Zach White <zwhite-hates-softw...@darkstar.frop.org> wrote at 08:06 on 
2008-07-05:

> On Sat, Jul 5, 2008 at 7:14 AM, Joshua Juran <jju...@gmail.com> wrote:
>
> It's worse than that. X11's selection buffer breaks a whole lot stuff
> if you, you know, actually use it and don't treat it like the vestigal
> feature it is.
> 
> A common behavior that this mechanism breaks is to copy a piece of
> text (say, from a terminal window) and go over to a text input box
> (say, the google search box in firefox) to paste it. If I planned to
> use the "highlight and middle click strategy" I now have a problem;
> how to get rid of the text that's already in the search box.

I now have ^k + backspace pretty well embedded in muscle memory for this
very purpose - if you select the text by ^k instead of using the mouse
Firefox doesn't clobber the X clipboard (unless and until a Firefox
developer decides to change this, which development I await with the
same sort of undelighted certainty as my own death).
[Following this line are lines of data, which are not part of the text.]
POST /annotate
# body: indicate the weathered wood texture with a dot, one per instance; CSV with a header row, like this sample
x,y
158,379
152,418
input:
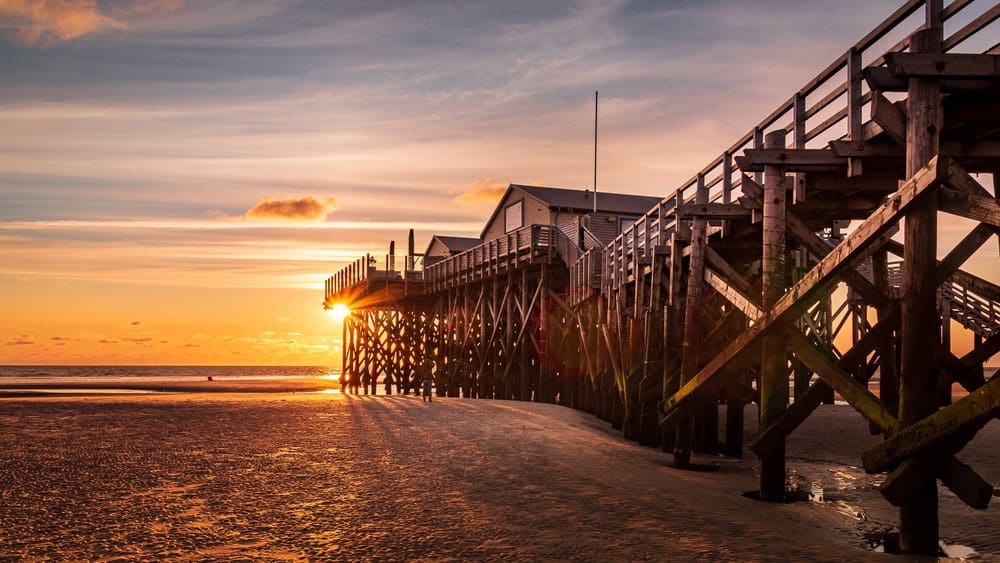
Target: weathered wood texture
x,y
744,272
As others have mentioned, the real hate here is the mental turmoil
brought on by trying to guess which of the X clipboard and the ^c/^x
clipboard a given paste action is going to use.

Bonus hardware hate for laptop manufacturers who refuse to give one a
full complement of buttons. The Asus Eee, which actually ships with
Linux and X, is a particularly egregious offender here.